Nous demandons l'abandon du projet de réforme des retraites et la suppression de la première session des épreuves communes de contrôle continu (les E3C).
Cette réforme des retraites ne pénaliserait pas les enseignants seulement, mais elle les pénaliserait plus lourdement que d’autres.
Chacun comprend qu’une pension calculée sur les revenus de l’ensemble de la carrière, comme le prévoit le projet, sera plus faible que la pension calculée sur les six derniers mois, comme c’est le cas aujourd’hui. Cette évidence n’est contestée par personne et le président de la République — par exemple dans son intervention à Rodez le 3 octobre dernier — comme le ministre de l’Education nationale en sont convenus.
Les mesures de compensation annoncées — augmentation des salaires, et surtout des primes, pendant la carrière — ne peuvent pas nous convaincre, et au moins pour deux raisons.
- Les sommes évoquées sont très inférieures à celles qui seraient nécessaires pour obtenir un maintien des pensions au niveau de ce qu’elles sont dans le système actuel.
- Ces augmentations ne seraient accordées qu’en contrepartie d’une redéfinition de « ce que sera le métier d’enseignant du XXIème siècle », redéfinition dont on ne sait pas grand-chose, sauf qu’elle passera par une augmentation du temps de travail. Nous n’avons pas oublié que le ministre de l’Education nationale avait présenté comme une mesure en faveur du pouvoir d’achat des enseignants l’obligation qui leur est faite désormais d’effectuer une deuxième heure supplémentaire, alors même que ces heures supplémentaires sont moins payées que les heures normales.
Cette réforme rendrait encore moins attractif un métier qui peine déjà, vous le savez, à recruter.
Nous nous battons aussi pour la suppression de la première session des E3C. Ces épreuves remplacent les épreuves terminales dans plusieurs disciplines et pour commencer, dès février, les langues vivantes, l’histoire-géographie et les mathématiques en STI DD.
Dans chacune de ces matières des épreuves différentes selon les lycées, et parfois entre les classes d’un même établissement, seront organisées.
Les épreuves dans certains lycées seront corrigées par les professeurs de l’établissement. Ce sera le cas à LLG, et ce ne sera pas un avantage pour nos élèves puisque, chacun le sait, la notation est plus exigeante ici que dans d’autres lycées.
Ces disparités seront aggravées par l’absence de concertation entre correcteurs des différents établissements qui ont choisi un même sujet, et par l’absence de corrigé commun, à la différence de ce qui se passe jusqu’à maintenant dans les épreuves du baccalauréat.
Des sujets différents et des modalités d’organisation et de correction différentes selon les établissements transforment le baccalauréat en un examen purement local et non plus national.
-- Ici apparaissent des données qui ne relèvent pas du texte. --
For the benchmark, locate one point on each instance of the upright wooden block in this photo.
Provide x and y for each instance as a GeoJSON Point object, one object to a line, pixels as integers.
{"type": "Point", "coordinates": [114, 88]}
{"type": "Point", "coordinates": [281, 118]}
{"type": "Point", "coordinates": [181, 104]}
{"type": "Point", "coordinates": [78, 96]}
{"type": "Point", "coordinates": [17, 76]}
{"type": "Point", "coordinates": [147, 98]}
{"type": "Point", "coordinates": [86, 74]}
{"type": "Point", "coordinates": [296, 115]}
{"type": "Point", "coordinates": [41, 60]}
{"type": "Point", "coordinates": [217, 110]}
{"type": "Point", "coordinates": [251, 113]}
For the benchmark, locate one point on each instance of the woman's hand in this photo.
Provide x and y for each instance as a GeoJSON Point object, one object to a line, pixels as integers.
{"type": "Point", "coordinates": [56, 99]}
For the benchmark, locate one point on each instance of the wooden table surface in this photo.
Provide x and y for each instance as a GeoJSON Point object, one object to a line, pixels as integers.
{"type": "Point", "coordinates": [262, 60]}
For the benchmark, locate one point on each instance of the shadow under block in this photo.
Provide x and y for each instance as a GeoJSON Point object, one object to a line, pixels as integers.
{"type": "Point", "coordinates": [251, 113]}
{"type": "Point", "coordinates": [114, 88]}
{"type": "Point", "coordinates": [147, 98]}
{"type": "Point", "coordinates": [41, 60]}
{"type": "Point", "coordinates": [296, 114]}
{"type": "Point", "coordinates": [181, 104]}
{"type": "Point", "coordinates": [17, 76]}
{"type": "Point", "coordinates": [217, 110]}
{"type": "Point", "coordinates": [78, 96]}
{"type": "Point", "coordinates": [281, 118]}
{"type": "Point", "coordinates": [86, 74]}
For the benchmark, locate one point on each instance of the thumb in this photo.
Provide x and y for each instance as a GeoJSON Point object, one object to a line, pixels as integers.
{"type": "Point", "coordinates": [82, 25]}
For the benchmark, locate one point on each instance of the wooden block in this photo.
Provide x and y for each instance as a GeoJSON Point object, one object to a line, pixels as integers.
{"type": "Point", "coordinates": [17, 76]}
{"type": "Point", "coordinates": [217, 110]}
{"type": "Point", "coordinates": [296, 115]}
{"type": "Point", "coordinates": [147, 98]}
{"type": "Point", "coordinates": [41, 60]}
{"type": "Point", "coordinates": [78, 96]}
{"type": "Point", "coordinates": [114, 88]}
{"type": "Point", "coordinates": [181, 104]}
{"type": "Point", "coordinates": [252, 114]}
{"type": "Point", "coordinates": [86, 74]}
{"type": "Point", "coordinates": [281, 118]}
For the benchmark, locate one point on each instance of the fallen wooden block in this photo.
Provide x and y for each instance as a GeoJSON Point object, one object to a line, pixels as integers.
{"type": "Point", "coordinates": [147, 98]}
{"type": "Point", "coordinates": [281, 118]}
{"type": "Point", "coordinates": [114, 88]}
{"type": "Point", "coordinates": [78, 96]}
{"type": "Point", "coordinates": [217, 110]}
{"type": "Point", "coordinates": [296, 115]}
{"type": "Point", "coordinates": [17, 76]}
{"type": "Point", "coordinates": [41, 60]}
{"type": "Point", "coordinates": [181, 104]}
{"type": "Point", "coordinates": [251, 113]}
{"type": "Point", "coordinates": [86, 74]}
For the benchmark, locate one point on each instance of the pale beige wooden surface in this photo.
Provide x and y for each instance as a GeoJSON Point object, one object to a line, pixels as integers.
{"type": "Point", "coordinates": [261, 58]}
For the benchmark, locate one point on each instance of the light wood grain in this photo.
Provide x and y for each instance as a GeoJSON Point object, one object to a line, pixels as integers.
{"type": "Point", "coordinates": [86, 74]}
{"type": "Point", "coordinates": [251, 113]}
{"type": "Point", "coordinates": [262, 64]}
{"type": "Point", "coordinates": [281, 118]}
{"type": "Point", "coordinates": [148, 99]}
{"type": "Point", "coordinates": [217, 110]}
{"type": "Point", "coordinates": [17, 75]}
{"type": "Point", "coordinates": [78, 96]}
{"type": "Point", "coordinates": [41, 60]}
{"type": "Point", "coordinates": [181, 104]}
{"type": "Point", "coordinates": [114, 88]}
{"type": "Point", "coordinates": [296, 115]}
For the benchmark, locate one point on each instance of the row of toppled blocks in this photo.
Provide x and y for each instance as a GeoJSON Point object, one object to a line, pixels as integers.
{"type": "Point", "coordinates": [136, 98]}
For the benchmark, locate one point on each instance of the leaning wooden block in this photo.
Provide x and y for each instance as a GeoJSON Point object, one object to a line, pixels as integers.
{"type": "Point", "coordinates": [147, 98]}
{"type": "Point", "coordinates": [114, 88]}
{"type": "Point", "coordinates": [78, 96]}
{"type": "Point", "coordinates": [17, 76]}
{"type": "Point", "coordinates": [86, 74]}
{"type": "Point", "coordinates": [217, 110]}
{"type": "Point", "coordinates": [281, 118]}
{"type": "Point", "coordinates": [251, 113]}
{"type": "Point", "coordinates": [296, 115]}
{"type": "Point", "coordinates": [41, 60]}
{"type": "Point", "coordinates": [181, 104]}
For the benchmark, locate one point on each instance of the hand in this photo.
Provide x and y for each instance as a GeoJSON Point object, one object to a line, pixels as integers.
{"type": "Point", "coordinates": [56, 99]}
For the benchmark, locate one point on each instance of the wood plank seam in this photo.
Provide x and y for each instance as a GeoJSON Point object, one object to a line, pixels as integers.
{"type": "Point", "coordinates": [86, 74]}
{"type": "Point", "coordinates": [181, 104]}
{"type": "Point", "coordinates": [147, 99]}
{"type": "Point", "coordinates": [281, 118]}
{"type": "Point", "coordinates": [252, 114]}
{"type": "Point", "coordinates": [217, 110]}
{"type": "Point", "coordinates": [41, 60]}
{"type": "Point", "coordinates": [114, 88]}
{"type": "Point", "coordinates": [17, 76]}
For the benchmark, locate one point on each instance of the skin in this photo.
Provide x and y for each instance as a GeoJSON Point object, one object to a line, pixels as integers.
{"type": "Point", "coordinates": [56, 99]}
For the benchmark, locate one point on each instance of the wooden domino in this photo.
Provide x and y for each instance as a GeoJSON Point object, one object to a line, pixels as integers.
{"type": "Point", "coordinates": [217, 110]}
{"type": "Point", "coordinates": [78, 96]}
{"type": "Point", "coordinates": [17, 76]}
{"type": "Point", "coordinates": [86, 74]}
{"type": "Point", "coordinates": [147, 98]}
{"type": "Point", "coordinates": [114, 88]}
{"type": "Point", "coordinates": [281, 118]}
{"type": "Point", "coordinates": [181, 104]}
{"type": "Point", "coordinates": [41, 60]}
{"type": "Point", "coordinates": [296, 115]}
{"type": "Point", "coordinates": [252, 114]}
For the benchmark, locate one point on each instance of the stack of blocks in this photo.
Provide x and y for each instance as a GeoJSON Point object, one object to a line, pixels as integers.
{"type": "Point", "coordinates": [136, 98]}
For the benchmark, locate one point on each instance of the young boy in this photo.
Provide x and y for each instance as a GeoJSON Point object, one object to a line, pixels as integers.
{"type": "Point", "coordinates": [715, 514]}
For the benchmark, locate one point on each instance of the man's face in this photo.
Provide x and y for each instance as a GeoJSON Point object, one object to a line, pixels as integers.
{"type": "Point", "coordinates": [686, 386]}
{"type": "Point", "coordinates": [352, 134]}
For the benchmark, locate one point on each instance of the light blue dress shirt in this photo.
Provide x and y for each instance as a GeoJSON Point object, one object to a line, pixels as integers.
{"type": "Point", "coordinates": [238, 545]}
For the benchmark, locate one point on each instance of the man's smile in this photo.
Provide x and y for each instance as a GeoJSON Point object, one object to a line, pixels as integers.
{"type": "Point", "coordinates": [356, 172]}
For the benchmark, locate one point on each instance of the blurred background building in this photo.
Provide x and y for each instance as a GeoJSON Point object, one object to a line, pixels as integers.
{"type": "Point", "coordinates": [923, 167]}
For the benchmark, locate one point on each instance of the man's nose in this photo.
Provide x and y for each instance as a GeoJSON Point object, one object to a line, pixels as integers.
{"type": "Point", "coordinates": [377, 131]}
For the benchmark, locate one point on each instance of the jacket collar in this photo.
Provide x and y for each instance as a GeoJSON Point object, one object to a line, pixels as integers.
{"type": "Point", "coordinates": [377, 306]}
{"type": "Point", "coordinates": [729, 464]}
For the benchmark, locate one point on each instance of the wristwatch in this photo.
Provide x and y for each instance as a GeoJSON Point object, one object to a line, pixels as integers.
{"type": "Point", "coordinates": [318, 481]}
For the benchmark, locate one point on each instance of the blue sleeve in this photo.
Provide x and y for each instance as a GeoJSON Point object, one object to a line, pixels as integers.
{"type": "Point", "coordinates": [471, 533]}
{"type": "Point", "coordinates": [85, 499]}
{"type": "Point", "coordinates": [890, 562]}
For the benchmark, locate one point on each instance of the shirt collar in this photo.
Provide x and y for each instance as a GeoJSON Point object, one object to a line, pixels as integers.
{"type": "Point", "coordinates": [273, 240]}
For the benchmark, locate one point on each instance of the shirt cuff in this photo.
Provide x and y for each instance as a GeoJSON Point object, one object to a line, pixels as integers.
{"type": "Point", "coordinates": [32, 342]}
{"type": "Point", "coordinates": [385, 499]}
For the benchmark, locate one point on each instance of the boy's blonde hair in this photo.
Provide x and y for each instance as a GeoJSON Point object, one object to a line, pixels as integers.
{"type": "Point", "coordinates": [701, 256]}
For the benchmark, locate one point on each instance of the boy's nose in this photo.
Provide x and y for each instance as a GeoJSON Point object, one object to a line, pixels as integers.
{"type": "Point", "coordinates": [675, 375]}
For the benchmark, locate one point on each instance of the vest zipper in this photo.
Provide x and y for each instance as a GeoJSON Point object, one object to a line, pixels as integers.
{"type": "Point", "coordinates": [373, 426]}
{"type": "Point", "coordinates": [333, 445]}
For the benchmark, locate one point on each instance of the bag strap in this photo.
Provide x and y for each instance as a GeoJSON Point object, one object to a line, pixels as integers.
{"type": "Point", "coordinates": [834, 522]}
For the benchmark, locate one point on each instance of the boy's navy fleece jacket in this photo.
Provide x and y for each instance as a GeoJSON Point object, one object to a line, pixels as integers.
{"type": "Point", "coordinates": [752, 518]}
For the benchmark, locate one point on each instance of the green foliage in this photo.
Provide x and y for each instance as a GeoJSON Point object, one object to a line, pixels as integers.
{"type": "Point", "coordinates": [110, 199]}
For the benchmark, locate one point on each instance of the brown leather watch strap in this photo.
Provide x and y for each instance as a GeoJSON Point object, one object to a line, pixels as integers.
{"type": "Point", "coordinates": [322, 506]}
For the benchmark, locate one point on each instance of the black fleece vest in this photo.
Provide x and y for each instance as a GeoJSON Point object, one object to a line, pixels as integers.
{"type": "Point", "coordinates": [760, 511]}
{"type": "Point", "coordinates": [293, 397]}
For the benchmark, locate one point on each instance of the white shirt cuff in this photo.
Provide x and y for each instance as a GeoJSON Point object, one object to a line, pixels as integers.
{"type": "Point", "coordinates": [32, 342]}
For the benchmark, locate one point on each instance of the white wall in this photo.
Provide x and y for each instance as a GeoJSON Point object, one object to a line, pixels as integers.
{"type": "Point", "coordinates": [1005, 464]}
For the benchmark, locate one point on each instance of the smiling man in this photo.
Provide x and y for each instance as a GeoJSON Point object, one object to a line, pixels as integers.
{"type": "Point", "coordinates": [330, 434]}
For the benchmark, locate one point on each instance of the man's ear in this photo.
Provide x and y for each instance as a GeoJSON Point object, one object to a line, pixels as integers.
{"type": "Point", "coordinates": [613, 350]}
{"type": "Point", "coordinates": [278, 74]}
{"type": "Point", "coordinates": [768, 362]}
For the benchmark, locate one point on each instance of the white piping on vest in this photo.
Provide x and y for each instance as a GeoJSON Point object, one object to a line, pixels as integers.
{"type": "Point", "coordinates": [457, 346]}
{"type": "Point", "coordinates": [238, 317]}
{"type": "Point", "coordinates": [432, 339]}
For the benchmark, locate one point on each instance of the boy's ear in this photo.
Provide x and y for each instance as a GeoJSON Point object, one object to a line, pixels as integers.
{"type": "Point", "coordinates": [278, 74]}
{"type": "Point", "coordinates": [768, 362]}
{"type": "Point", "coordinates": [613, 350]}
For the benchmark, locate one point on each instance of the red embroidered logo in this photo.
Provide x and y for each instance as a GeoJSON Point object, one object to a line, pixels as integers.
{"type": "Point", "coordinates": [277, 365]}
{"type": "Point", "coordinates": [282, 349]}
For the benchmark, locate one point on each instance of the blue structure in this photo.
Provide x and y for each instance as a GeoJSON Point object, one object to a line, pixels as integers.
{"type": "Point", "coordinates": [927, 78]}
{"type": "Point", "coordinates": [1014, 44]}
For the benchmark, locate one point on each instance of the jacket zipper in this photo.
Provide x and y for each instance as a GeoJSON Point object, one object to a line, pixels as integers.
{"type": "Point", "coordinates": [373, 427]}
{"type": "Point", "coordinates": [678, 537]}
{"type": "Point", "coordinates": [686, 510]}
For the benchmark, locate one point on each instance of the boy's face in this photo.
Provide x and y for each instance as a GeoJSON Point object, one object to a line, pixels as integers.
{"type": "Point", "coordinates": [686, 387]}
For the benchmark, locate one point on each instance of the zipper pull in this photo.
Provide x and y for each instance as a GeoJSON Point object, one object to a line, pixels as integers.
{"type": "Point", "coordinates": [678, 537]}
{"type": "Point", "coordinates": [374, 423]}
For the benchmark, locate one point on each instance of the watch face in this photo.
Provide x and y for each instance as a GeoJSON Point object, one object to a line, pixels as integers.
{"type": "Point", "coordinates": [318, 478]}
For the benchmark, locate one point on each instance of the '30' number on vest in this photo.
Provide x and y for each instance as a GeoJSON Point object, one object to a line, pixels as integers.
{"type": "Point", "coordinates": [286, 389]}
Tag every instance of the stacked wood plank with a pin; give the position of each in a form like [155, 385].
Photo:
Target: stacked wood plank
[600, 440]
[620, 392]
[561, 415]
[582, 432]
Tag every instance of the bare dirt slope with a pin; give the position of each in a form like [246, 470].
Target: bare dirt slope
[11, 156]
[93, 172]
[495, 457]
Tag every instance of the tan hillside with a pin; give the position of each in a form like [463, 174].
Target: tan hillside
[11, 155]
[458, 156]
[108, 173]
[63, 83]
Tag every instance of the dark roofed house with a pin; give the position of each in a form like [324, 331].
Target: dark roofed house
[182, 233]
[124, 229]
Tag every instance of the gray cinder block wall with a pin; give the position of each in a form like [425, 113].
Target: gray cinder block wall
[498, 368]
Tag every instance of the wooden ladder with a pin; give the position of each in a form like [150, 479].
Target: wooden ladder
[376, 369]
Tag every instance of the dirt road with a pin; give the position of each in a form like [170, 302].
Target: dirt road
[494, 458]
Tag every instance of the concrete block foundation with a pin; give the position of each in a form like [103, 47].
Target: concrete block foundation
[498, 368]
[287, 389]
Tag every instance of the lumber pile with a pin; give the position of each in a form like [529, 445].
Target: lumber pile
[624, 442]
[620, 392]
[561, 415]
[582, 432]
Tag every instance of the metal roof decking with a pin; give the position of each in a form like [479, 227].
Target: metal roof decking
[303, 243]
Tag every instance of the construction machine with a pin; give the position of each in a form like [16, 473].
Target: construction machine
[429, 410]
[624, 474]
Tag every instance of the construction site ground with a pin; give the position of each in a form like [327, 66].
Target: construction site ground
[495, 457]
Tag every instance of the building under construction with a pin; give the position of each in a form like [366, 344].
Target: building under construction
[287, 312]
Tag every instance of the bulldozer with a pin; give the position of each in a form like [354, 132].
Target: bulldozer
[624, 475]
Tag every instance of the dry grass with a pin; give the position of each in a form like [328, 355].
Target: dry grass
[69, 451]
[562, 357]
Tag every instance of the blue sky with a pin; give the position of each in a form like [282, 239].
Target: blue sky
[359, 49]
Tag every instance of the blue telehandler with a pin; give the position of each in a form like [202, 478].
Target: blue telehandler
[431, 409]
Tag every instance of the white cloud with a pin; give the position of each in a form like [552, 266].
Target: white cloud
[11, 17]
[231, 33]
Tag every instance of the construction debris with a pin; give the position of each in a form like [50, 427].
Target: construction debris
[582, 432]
La multiplication des épreuves pour une même discipline — deux en Première et une en Terminale — oblige à un bachotage permanent sur des savoirs parcellaires. L’ordre dans lequel sont abordées les notions au programme ne dépend plus de l’initiative des enseignants. La liberté pédagogique s’efface au profit d’une vision standardisée de la transmission des connaissances. Enfin, les problèmes matériels ne cessent de s’accumuler, de l’ouverture tardive de la banque nationale de sujets aux difficultés posées par la correction dématérialisée (connexion, débit etc.).
Il faut donc supprimer cette première session des E3C, et faire de la session de juin un examen unique et national.
Voilà, en quelques mots, les raisons pour lesquelles nous sommes entrés dans ce mouvement de grève reconductible. Nous serions heureux que vous les fassiez connaître à l’ensemble des parents d’élèves du lycée.
Cette situation, nous le savons, est difficile pour vos enfants, pour nos élèves. Mais l’importance des enjeux et les décisions très brutales, unilatérales du gouvernement nous ont contraints à une décision qui n’a pas de précédent dans le passé récent de notre lycée. Dans cette circonstance, nous serions bien sûr heureux de pouvoir compter sur votre compréhension, et même sur votre soutien.